Self-Respect
March 31, 1963
Self-respect is one of the absolute essentials for living a sincere and happy life. Self-respect is more than self-approval. It is much more than self-satisfaction. It is much more than self-love. It is something that cannot be simulated; it is something for which there is no substitute.
Sincere self-respect is something almost sanctified in its sense of rightness within⎯rightness with principles, with conscience, with the counsels and commandments of God, with the real and lasting values of life.
It is something that comes to him who can face his fellows with a sincere sense of cleanliness, honor, and honesty, and his loved ones with truth and love and loyalty; to him who can honestly say he is seeking to be his best, and who does not seek to deceive himself.

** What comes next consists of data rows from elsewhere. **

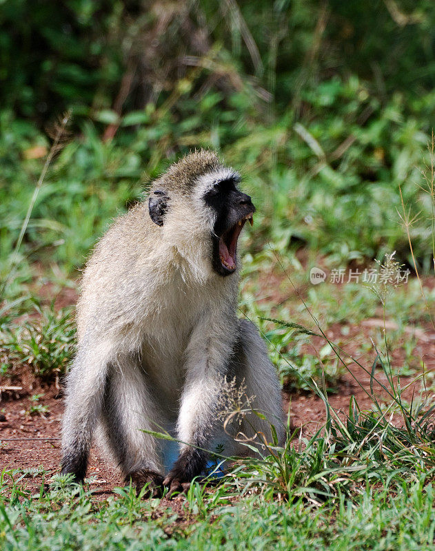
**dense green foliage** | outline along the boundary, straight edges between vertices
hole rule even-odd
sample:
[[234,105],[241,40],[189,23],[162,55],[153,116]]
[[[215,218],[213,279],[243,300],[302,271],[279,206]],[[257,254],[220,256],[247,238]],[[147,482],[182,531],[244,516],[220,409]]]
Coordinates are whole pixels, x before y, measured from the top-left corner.
[[401,186],[429,267],[432,201],[418,187],[435,121],[429,0],[14,0],[0,17],[2,277],[42,169],[32,152],[49,145],[37,127],[52,134],[67,107],[72,141],[32,213],[25,278],[41,256],[65,273],[82,266],[143,182],[198,147],[243,173],[261,245],[305,243],[336,264],[394,249],[409,260]]

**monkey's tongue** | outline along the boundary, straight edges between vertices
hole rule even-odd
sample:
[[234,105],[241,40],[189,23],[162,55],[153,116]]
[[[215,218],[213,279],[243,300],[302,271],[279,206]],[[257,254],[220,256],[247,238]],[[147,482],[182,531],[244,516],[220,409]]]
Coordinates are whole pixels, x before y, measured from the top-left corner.
[[243,220],[242,223],[236,224],[219,239],[219,257],[227,270],[234,271],[236,269],[237,240],[244,223]]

This sincere kind of self-respect is worth more than can be calculated. It makes life good. It makes sleep sweet. And with it comes an awareness of a real relationship to Him who made us in His own image.

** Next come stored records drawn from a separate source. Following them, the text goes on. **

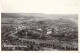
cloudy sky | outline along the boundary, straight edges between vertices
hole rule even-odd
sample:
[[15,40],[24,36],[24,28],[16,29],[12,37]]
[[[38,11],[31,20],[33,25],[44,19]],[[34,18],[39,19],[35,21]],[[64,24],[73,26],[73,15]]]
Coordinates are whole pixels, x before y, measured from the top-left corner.
[[4,13],[77,14],[78,0],[2,0]]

“Self-respect is the noblest garment with which a man may clothe himself….” “Self-distrust [on the other hand] is the cause of most of our failures.” “…nor can he reasonably expect the confidence of others,” said Samuel Johnson, “who too apparently distrusts himself.” “Every one stamps his own value on himself.”
“I desire so to conduct the affairs of this administration,” said Abraham Lincoln, “that if at the end,…I have lost every other friend on earth, I shall at least have one friend left, and that friend shall be down inside of me.”
And finally this word from Marcus Aurelius: “Never esteem anything as of advantage to thee that shall make thee break thy word or lose thy self-respect.”